Die Ogham-Schrift ist eine in Irland und im westlichen Teil Britanniens (Wales und Schottland) vokommende antike Sammlung von Zeichen, die überwiegend auf (Grab-)steinen zur Dokumentation von Namen der Verstorbenen, ihrer Verwandtschafsbeziehungen oder auch für kleinere Geschichten verwendet wurde. Dabei stellt die Ogham-Systematik kein eigenständiges Alphabet, sondern eine Codierung in z.B. lateinische Alphabete dar.

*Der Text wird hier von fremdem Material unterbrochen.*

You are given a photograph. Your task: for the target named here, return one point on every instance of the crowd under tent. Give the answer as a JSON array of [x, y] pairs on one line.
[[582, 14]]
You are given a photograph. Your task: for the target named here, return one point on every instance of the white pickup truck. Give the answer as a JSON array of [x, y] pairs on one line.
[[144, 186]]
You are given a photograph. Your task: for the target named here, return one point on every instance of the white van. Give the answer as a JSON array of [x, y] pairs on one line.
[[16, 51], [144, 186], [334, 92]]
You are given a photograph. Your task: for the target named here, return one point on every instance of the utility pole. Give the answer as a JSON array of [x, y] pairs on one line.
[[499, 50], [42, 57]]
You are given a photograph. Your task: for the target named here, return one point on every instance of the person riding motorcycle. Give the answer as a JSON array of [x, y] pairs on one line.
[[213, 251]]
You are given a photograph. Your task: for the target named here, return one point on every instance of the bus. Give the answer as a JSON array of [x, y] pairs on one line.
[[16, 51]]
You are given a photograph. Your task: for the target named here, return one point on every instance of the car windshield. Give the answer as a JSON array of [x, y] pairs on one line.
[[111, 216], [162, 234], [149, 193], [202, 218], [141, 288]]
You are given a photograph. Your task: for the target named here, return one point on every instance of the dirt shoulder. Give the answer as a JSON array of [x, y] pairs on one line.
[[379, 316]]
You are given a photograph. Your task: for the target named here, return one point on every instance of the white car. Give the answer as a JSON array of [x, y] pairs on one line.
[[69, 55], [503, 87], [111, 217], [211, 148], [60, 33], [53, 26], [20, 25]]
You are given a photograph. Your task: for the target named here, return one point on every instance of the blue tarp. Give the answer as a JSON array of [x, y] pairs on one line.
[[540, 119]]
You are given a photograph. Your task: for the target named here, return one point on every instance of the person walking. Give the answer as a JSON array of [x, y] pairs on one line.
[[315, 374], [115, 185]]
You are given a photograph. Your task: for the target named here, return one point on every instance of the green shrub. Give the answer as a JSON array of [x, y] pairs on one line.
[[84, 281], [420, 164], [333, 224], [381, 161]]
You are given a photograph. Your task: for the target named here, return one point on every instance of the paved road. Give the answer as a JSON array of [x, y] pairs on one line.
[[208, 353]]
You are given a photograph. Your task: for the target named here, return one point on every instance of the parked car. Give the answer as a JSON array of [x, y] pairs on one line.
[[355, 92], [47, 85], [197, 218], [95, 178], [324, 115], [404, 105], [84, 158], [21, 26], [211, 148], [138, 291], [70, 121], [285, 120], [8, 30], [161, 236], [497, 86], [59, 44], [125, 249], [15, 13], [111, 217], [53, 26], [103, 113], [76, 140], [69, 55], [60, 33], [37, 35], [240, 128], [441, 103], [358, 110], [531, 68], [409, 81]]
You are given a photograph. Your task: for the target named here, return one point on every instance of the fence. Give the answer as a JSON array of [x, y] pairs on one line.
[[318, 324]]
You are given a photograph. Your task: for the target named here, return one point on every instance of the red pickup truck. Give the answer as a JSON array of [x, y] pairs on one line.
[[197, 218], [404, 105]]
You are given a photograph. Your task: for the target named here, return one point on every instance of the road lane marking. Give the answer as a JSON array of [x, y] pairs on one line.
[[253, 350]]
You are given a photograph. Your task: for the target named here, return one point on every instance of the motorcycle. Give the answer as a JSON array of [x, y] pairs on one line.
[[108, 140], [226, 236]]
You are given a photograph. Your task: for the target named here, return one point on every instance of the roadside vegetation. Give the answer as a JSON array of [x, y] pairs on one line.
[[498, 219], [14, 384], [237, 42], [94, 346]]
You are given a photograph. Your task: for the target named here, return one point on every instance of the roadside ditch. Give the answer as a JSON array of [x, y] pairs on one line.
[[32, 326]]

Der Ogham-Zeichensatz besteht aus 26 Buchstaben. Wörter bzw. Sätze sind jeweils von unten nach oben bzw. links nach rechts zu lesen. Die Zeichen1  werden neben einem zentralen Mittelstrich durch nach links (Aicme Beithe, ᚁᚂᚃᚄᚅ) bzw. rechts (Aicme hÚatha, ᚆᚇᚈᚉᚊ) abgehende rechtwinklige Striche charakterisiert. Durch schräge oder waagerechte Striche (oft auch Punkte), die den Mittelstrich durchkreuzen, werden Aicme Muine ( ᚋᚌᚍᚎᚏ) und Aicme Ailme ( ᚐᚑᚒᚓᚔ) dargestellt. Darüber hinaus gibt es sechs ergänzende Forfeda Zeichen ( ᚕ ᚖᚗ ᚘᚙᚚ), welche im Mittelalter durch Lautveränderungen und Anpassungen an die lateinische Sprache hinzugefügt wurden. Das Ogham-Alphabet ist im Unicode Standard2  (Range: 1680–169F) enthalten und gewährleistet so die Digitalisierbarkeit der Schrift. Eine der größten öffentlich zugänglichen Sammlungen von Ogham-Steinen befindet sich im Stone Corridor des University College Cork (UCC).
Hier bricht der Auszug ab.